Merle asintió y la miró, expectante.

"Pequeña Merle, tú y nosotras…somos iguales. Nos debemos a nuestros salvadores, en tu caso el Señor Van, y en nuestro caso nuestro Maestro Folken ¿No es así?"

Merle asintió de nuevo.

"Por tanto, nuestro deber es protegerles con nuestras vidas y procurar su felicidad, gatita. Nuestros corazones son secundarios en esa tarea sagrada" afirmó Eriya.

"Pero…en vuestro caso el Señor Folken os quiere. Él no tiene a alguien como Hitomi a su lado. ¡Es fácil para vosotras hablar! ¡No tenéis a alguien que lo aleja de vosotras!", replicó Merle, frustrada.

"El Maestro Folken no nos ama como tú crees, gatita", continuó Nariya. Compartió una triste mirada con su hermana. "El Maestro se preocupa de nosotras y nos ama, pero no como quisiéramos. Entendimos esa lección hace muchos años. Pero eso no nos limita a la hora de cumplir nuestra tarea de estar a su lado, siempre".

"Podemos llegar a ser algo más que sus hermanas adoptivas. Podemos ser amigas de nuestros Maestros, incluso sus amantes. Pero jamás seremos sus esposas", finalizó Eriya, y miró al cielo.

"No…no sé si lo entiendo", dijo Merle, confusa. "Siempre creí que una vez creces, te casas, tienes descendencia…Estás con alguien a quien amas por el resto de tu vida. ¿No somos merecedoras de algo así?" preguntó, y se giró para ver sus sorprendidas expresiones. Merle recordaba muy bien la historia de amor entre la Reina Varie y el Rey Goau. Cuando era más pequeña solía soñar que ella también viviría algo así.

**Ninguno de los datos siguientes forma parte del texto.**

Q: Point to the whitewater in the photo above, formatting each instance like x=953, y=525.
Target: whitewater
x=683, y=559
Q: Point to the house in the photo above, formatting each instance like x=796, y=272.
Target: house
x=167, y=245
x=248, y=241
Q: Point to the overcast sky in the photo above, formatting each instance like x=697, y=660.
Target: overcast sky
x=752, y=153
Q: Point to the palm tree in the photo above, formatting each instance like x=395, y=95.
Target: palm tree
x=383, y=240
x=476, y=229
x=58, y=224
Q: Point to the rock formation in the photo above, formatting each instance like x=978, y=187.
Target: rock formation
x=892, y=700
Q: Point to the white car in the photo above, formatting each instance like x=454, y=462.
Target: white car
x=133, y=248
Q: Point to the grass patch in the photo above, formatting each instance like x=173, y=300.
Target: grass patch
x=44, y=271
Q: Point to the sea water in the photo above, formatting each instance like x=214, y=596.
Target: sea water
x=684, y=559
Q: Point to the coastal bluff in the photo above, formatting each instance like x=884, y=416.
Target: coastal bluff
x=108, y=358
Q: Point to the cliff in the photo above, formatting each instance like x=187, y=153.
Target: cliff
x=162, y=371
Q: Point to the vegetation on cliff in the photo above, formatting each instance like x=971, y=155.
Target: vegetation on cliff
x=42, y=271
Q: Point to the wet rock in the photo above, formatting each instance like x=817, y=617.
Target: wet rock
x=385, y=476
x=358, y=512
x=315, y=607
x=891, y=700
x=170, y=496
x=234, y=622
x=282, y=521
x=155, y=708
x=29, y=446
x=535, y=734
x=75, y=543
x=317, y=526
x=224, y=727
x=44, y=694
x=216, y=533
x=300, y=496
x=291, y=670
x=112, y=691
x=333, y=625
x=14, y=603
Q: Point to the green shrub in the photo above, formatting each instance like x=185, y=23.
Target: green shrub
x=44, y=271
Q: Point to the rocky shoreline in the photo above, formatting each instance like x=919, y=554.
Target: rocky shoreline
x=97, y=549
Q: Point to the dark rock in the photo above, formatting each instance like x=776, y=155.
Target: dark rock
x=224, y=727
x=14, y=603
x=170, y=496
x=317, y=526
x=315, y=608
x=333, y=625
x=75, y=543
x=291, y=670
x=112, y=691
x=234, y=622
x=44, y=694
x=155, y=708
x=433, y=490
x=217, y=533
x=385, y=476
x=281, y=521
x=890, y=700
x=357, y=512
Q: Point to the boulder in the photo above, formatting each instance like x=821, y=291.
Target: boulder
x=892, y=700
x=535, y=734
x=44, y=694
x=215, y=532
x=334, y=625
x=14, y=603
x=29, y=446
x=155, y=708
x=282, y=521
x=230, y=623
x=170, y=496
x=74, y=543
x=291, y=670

"Puedes ser lo que quieras, pequeña", respondió Nariya mientras acariciaba su pelo. "Nosotras decidimos vivir nuestras vidas por nuestro Maestro. Tú puedes decidir vivr tu vida aparte de, Señor Van, comenzar de cero en otra ciudad o país, si eso deseas. Encontrar una pareja, comenzar una nueva vida".

"No sé si sería capaz". Merle estaba horrorizada ante el mero pensamiento de algo así. "Pero me gustaría ser tan fuerte como vosotras".

"Nosotras tres hemos pasado por momentos muy duros en nuestras vidas. Y, si quieres, podemos enseñarte a luchar. Podrías ser su arma", dijo Nariya.

"N-no…no me gusta luchar…y al Señor Van tampoco…aunque sea lo único que hace últimamente", gruñó.

"Entonces podrías afilar esa lengua tuya y ayudar a tu Señor con la diplomacia cuando se convierta en Rey. Con su temperamento, necesitará a alguien inteligente a su lado, y esa persona podrías ser tú", propuso Nariya con una pícara sonrisa.

"…O puedes aprender alguna otra habilidad que le ayude en el futuro. Conviértete en su mano derecha, o en sus ojos. Quédate siempre a su lado. Protégele. Protege su futuro. Esa es nuestra manera de demostrarle a nuestro Maestro nuestro amor y devoción", continuó Eriya.

"Nuestro Maestro, y en tu caso tu Señor Van, jamás nos dejarían, querida Merle. Jamás dudes de sus sentimientos. Jamás", dijo Nariya, ausente, mientras tocaba dulcemente el pelo de Merle.

El silencio cayó sobre ellas. Merle reflexionó sobre sus palabras. Quizás tenían razón.

"Míranos, tres adultas perfectamente funcionales (bueno, dos y medio)" bromeó Eriya, "enamoradas de los hermanos Fanel. ¿Qué es lo que tienen que han logrado que nos enamoremos de ellos? Si ni siquiera saben contar un chiste, ¡es terrible!"

Nariya rió alegremente y se ruborizó "El Maestro Folken es amable y tranquilo. Me gusta eso".

"Además, es alto y musculoso, ¡es tan guapo! Le hemos visto sin el uniforme", añadió Eriya con una sonrisa lasciva, compartida con su hermana. Merle las miró boquiabierta.

"El Señor Van tiene un corazón amable, y también es generoso y…g-guapo, también. ¡Más que Folken! No sabe bailar, ¡pero tiene unas alas muy bonitas!", afirmó Merle. Se ruborizó, pensando en su querido Van-sama. Él jamás la dejaría sola.

"El Señor Folken también tiene unas preciosas alas negras y además baila muy bien", replicó Nariya mientras le seguía cepillando el pelo a Merle.

"Pero tienen el sentido del humor de una roca", finalizó Eriya, riendo abiertamente. Nariya y Merle se le unieron.

El mundo de Merle volvió a ser un lugar hermoso. Estaba segura que siempre estaría al lado de Van, y haría lo que fuera para hacerle feliz.